8-iso-PGF concentrations in urine were measured using the same EIA kit. Samples were prepared prior to the assay using a purification protocol recommended by the manufacturer 17. Briefly, the pH of the urine was adjusted to ∼4.0 with 0.1 M HCl and a 0.5 mL aliquot of urine was extracted in duplicate on a SPE C-18 cartridge (Alltech, Casalecchio di Reno, Italy), previously rinsed with 5 mL of methanol followed by 5 mL of UltraPure water (water purified with a Milli Q device (Millipore, Vimodrone, Italy)). The columns were then washed with 5 mL of UltraPure water, 5 mL of hexane and allowed to dry. The 8-iso-PGF was eluted with 5 mL ethyl acetate containing 1% methanol. The eluate underwent silica gel chromatography carried out with a solution of chloroform/methanol/acetic acid/water (80:18:1:0.8 v/v). 8-iso-PGF was eluted with 4 mL ethanol, dried at 37°C under a nitrogen stream and reconstituted with EIA buffer. The antiserum used in the EIA has 100% cross-reactivity with 8-isoprostane and 20.6%, 4.00%, 1.84% and 1.70% respectively with PGF, 2,3-dinor-PGF2α, PGE and 2,3-dinor-PGF PGE1, as declared by the manufacturer. The lowest detection limit of the assay was 3.9 pg·mL−1. 8-iso-PGF concentrations were expressed in pg·mL−1 for EBC and in ng·mmol−1 creatinine for urine samples. Creatinine urine concentrations were measured with the SPOTCHEM II Creatinine Reagent Strip in the SPOTCHEM Analyser (A. Menarini Diagnostics, Firenze, Italy).

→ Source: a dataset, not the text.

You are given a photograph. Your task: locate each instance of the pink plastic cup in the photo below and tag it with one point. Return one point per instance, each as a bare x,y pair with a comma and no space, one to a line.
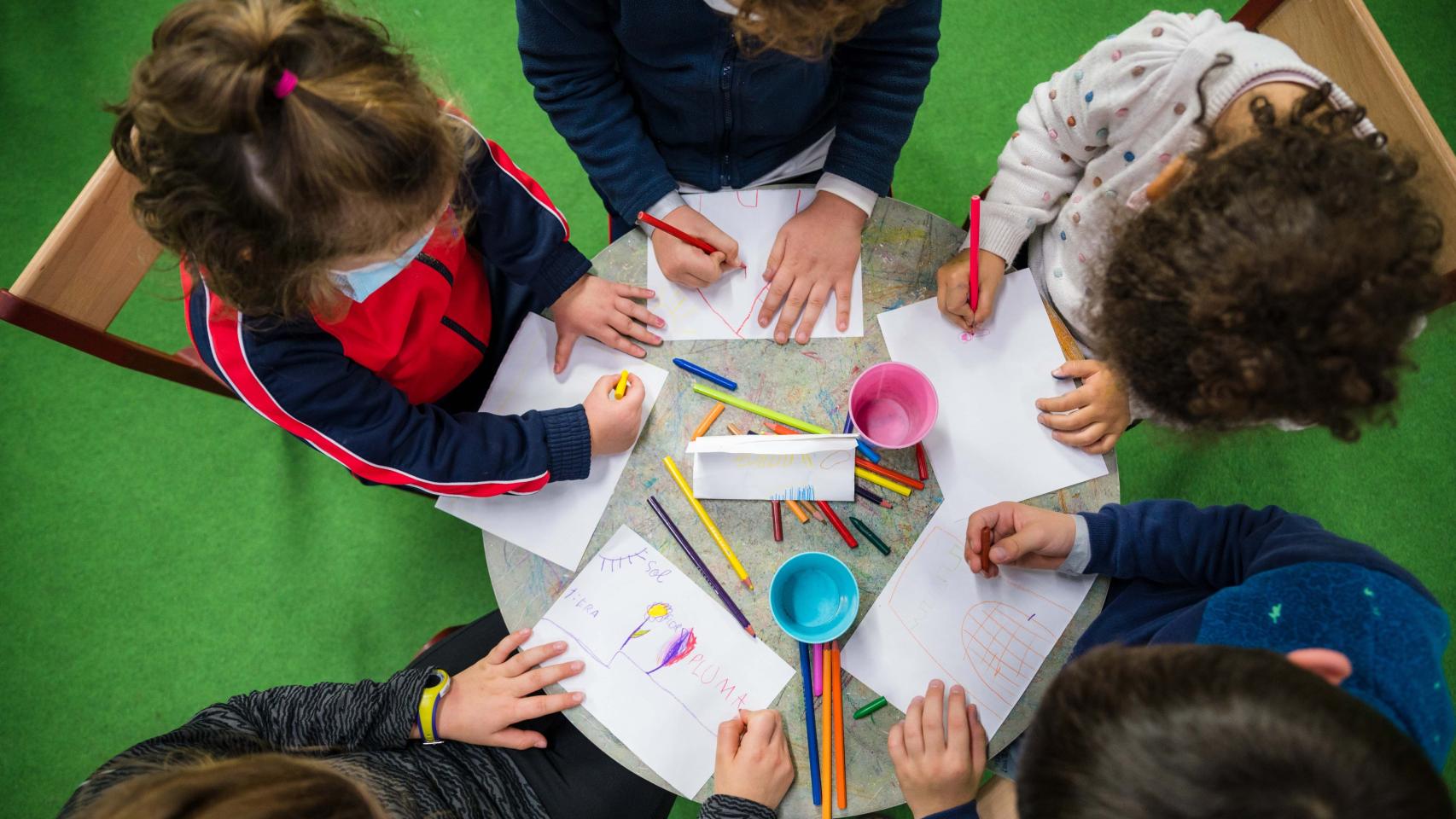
893,404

GC/NICI-MS of 8-isoprostane

8-iso-PGF concentrations in EBC were measured using a GC/NICI-MS approach with a stable isotope dilution method modified from that described by Milne et al. 18, using a quadrupole mass spectrometer (Voyager; Thermoquest, Rodano, Italy). Sample preparation was carried out prior to assaying, first by extraction and then by derivatisation. After acidifying 0.5-mL aliquots of EBC, in duplicate, to pH 3 with HCl 0.1 M, 2 ng of the deuterated internal standard 8-iso-PGF-d4 (Cayman Chemical) was added. After adding the internal standard, the mixture was vortexed and applied on an HLB (Oasis Waters, Vimodrone, Italy) cartridge previously prepared by rinsing with 2 mL of methanol followed by 2 mL of UltraPure water (acidified to pH 3.0 with HCl) and left to dry. The columns were washed with 3 mL of UltraPure water (acidified to pH 3.0 with HCl) followed by 3 mL of hexane. 8-iso-PGF was eluted with 4 mL of ethyl acetate and dried at 40°C under a nitrogen stream. The extract was then converted into pentafluorobenzyl ester by treating it with a mixture of 40 μL of 10% pentafluorobenzyl bromide in acetonitrile and 20 μL of 10% N,N-di-isopropyl ethylamine in acetonitrile at room temperature for 30 min. The reagents were dried under a nitrogen stream, then the 8-iso-PGF was converted into trimethylsilyl ether derivative by adding 20 μL of N-methyl-N-(tert-butyldimethylsilyl)-trifluoroacetamide and 10 μL of pyridine; the mixture was incubated at 40°C for 20 min, dried under a nitrogen stream and the derivatised 8-iso-PGF was redissolved in 20 μL of undecane for analysis by GC/NICI-MS. 8-iso-PGF was separated on a 30 m×0.25 mm×0.25 μm ULTRA2 fused silica capillary column (J&W Scientific Agilent Technologies Italia SpA, Cernusco sul Naviglio, Italy). The oven temperature was programmed for 1 min at 190°C, 20°C·min−1 from 190°C to 300°C, and maintained at 300°C for 12 min. Methane was used as carrier gas for the GC/NICI-MS. The ion monitored for 8-iso-PGF was m/z 569, while for the internal standard it was m/z 573.

Statistical analysis

Normally distributed data were recorded as mean±sem. Non-normally distributed data (urinary 8-isoprostane and FeNO values) were reported as median and interquartile range and were log-transformed (achieving a normal distribution) to perform the statistical analysis.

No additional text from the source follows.